Changes

Ronald S. Bultje · 91188a57
--- a/task-list.md
+++ b/task-list.md
@@ -16,8 +16,7 @@ Multi-threading:

 Algorithmic optimizations:
 - prevent per-plane `memcpy()` if some (but not all) planes have film grain. We tried this before but it had to be reverted (#426, !1522). This probably needs per-plane `allocater_data`.
- the identity_* inverse transforms are stored transposed (as are all other coefficient tables). In all other cases, this saves a transpose in assembly, but for those, it actually means we have to transpose, even though in theory we wouldn't have to at all. Therefore, a potential optimization would be to have a special untransposed zigzag coefficient table and remove the transpose from the assembly, which would make those inverse transforms slightly faster;
- early exits in C inverse transform code if eob is small (e.g. identity^2 - although this applies to all types): !1682.
+- the identity_* inverse transforms are stored transposed (as are all other coefficient tables).

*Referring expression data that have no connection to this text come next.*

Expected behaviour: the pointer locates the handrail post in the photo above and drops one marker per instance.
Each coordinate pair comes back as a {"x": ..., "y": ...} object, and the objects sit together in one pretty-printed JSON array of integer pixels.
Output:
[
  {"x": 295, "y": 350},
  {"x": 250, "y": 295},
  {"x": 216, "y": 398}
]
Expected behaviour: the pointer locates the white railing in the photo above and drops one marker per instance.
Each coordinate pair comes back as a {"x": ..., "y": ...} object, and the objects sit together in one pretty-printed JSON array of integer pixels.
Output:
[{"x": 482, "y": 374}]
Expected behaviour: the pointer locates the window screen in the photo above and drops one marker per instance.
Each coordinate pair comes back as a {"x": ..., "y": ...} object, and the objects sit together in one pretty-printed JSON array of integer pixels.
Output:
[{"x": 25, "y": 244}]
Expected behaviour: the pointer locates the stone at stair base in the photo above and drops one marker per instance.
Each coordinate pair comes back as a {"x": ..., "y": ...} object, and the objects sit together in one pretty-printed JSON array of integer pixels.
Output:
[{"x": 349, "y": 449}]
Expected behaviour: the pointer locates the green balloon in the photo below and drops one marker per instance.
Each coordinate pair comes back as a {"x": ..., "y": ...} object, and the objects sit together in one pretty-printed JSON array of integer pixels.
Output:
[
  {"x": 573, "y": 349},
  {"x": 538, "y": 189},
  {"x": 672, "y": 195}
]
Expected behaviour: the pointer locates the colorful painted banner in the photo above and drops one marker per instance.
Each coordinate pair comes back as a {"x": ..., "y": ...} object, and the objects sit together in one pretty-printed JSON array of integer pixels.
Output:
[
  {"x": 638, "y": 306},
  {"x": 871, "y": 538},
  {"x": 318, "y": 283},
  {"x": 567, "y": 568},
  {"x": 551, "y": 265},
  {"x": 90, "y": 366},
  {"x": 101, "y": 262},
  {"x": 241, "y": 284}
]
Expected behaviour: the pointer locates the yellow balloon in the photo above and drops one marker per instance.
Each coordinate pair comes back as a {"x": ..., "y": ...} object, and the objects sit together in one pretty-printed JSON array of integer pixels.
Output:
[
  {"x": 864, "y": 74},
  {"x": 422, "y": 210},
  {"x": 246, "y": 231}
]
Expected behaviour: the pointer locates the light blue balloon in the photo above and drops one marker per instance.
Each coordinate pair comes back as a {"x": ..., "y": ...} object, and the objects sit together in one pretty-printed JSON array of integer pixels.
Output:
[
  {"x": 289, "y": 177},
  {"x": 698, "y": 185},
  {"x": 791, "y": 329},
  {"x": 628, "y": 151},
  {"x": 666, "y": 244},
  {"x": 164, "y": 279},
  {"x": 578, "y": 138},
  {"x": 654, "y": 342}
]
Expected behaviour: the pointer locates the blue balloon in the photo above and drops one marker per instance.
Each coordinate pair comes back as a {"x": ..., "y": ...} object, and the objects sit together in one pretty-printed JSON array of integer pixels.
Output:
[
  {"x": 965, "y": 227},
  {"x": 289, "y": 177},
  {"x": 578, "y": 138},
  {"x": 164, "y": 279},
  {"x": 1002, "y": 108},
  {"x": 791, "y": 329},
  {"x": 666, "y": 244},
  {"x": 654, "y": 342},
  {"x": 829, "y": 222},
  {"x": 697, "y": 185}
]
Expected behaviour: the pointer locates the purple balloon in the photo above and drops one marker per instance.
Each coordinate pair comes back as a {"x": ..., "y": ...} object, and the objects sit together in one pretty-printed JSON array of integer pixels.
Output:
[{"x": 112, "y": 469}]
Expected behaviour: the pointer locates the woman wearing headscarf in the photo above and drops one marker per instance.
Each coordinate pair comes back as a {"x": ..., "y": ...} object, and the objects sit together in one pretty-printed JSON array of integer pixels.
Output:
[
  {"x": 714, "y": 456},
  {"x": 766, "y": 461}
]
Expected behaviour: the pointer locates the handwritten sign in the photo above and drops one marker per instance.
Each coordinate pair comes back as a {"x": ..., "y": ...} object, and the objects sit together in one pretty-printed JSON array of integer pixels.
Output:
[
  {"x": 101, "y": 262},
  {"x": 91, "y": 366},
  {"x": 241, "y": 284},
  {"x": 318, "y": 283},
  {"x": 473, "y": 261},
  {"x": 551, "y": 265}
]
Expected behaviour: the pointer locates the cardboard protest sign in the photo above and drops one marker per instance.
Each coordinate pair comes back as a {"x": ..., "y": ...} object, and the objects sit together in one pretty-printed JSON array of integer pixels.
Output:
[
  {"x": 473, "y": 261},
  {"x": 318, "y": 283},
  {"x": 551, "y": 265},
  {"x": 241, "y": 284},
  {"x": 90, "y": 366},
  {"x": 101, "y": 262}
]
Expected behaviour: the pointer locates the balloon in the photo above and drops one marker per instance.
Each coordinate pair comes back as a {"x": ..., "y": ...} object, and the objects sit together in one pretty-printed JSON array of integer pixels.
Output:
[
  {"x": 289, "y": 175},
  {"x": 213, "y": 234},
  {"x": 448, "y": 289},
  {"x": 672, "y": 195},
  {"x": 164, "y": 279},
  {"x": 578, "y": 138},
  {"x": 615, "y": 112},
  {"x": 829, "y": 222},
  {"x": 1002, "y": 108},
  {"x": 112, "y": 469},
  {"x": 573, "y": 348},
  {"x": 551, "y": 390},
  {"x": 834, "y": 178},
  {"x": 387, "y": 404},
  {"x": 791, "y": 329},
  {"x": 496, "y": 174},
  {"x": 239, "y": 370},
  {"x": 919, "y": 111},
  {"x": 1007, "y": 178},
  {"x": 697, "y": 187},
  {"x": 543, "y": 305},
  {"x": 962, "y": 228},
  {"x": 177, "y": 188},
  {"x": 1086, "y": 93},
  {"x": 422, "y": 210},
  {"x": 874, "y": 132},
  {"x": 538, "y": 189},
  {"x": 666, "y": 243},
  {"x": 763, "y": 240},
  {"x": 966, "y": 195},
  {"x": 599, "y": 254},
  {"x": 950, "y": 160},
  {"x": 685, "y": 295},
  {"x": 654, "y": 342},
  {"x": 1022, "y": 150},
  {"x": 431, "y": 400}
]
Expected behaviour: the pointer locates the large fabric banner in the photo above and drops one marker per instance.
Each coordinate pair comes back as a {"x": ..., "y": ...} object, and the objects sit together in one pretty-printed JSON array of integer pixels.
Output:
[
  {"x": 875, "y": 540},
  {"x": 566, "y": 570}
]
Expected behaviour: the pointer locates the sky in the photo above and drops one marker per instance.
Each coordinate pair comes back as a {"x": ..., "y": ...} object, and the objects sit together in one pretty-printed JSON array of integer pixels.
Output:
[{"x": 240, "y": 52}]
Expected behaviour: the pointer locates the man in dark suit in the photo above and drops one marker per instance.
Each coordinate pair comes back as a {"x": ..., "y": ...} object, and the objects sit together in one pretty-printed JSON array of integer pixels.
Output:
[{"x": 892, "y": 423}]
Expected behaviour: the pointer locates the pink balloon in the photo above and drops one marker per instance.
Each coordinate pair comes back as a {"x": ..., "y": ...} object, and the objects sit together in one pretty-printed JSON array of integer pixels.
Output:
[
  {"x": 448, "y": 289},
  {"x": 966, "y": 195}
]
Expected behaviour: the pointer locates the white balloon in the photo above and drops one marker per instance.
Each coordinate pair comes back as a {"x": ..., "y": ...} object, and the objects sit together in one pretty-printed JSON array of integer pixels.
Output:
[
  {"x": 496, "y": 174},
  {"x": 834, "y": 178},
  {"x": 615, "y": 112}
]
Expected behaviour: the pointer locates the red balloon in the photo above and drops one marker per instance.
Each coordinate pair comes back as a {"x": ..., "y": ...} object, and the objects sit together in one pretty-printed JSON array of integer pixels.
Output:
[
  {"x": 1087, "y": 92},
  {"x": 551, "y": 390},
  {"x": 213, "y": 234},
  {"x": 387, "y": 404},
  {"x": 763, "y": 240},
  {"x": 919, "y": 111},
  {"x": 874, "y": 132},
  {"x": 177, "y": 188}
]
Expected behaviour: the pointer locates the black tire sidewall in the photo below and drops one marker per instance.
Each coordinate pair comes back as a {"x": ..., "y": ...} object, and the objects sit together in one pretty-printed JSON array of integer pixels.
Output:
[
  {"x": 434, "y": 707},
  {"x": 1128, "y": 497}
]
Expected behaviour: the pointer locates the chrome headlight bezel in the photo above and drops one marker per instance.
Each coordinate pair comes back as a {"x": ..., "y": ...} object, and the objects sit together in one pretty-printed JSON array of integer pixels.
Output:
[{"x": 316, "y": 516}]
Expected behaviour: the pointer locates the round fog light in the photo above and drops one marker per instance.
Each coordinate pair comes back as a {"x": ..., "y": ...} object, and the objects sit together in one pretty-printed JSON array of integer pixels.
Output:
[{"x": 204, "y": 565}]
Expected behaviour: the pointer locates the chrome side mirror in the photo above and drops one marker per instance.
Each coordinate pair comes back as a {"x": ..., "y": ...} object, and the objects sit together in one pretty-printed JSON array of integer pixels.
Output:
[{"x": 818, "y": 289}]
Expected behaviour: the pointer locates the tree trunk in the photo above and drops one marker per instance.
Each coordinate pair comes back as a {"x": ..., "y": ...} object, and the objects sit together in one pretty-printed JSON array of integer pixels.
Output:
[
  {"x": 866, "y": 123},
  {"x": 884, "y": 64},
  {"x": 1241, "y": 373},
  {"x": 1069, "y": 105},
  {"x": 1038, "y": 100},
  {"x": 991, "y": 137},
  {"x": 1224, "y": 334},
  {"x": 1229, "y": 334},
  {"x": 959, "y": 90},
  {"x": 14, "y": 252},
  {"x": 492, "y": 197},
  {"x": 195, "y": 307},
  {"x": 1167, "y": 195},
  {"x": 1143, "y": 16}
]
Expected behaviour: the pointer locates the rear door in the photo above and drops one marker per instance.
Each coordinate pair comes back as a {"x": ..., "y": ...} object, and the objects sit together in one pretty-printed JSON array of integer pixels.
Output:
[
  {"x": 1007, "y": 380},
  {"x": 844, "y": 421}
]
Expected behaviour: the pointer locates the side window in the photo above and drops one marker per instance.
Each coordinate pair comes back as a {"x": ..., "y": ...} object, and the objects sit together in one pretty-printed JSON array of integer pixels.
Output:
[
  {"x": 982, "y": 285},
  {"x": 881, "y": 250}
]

In all other cases, this saves a transpose in assembly, but for those, it actually means we have to transpose, even though in theory we wouldn't have to at all. Therefore, a potential optimization would be to have a special untransposed zigzag coefficient table and remove the transpose from the assembly, which would make those inverse transforms slightly faster.

 Cleanups:
 - lfmask and l/a ctx zero can be done in tile instead of frame context for better distribution.